Nap Bar charges $25 for a 20-minute nap and $32 for 26 minutes; prices increase with nap length, and one can snooze for up to four hours—though, at that point, you'll have entered REM sleep and risk waking up groggy.
Nap Bar has been approved for coverage in Health Savings Accounts, Guillory says, and will also offer "Snoozers' Memberships."
"It's legit turn-key," she adds. "I want Houstonians to really fall in love with taking back some energy levels."
Nap Bar takes a page out of Google's book, with its own famously high-tech employee nap pods, and that of other cushy corporate environments primarily in Silicon Valley. The concept is also a nod to Europe's siesta culture, where society largely accepts a mid-day break specifically dedicated to snoozing.
Science is on Guillory's side, too. The CDC declared insufficient sleep a "public health problem," and Guillory eagerly cites a NASA sleep study conducted on weary pilots which found that a 26-minute power nap could lead to a 34 percent bump in productivity and a 54 percent improvement in alertness. A RAND study that aimed to quantify the ramifications of sleep deprivation estimated Americans are losing 1.2 million work days per year at a cost of $411 billion in lost productivity.

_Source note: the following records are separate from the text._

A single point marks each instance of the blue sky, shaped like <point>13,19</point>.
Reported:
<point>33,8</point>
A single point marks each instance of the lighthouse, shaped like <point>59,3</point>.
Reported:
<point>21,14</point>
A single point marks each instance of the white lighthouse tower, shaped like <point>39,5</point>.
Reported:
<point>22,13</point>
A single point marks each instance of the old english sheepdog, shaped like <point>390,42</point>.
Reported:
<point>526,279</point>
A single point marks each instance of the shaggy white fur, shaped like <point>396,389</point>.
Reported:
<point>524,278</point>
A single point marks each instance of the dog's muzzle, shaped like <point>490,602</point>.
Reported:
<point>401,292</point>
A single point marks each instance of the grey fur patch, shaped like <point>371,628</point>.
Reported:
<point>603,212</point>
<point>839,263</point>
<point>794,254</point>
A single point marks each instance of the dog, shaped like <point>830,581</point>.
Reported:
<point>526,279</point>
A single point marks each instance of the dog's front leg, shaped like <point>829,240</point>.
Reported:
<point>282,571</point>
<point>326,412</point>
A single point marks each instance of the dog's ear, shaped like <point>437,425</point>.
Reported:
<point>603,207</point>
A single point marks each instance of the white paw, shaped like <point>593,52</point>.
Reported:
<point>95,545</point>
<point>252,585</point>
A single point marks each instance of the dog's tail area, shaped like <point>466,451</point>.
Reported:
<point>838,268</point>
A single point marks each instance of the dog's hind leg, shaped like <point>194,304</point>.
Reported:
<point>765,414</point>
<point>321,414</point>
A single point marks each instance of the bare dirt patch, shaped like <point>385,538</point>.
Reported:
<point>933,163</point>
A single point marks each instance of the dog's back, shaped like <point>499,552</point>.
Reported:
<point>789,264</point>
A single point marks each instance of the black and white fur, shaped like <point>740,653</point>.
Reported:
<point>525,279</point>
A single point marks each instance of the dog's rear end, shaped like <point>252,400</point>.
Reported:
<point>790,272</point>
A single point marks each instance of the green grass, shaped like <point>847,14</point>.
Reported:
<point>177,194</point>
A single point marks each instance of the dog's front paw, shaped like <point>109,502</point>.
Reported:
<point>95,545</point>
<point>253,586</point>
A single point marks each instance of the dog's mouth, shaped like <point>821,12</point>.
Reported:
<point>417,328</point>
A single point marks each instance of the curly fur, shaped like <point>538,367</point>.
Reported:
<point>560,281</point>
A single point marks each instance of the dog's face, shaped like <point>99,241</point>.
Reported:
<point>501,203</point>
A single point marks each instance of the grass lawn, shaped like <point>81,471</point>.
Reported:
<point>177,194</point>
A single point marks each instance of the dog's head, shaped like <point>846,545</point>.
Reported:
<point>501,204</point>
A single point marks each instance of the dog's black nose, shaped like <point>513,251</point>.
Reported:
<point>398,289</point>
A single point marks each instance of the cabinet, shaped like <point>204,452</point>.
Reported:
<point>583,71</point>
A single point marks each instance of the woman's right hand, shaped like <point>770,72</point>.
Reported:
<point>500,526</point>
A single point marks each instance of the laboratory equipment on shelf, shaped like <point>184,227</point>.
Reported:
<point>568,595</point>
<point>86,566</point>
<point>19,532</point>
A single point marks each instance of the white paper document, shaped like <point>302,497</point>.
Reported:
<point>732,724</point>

Eventually, Guillory wants to bring Nap Bar to the workplace—she envisions pods going up in infrequently used conference rooms. There are plans to launch mobile snooze units downtown later this year.
"This is a safe haven for entrepreneurs, professionals, stay-at-home parents, tourists, busy executives, whoever—humans—to come and just recharge," Guillory says. "We're gonna fight to reclaim one nap at a time."
Nap Bar opens to the public in mid-April with hours from 11 a.m.–4 p.m. inside New Living at 6111 Kirby Dr.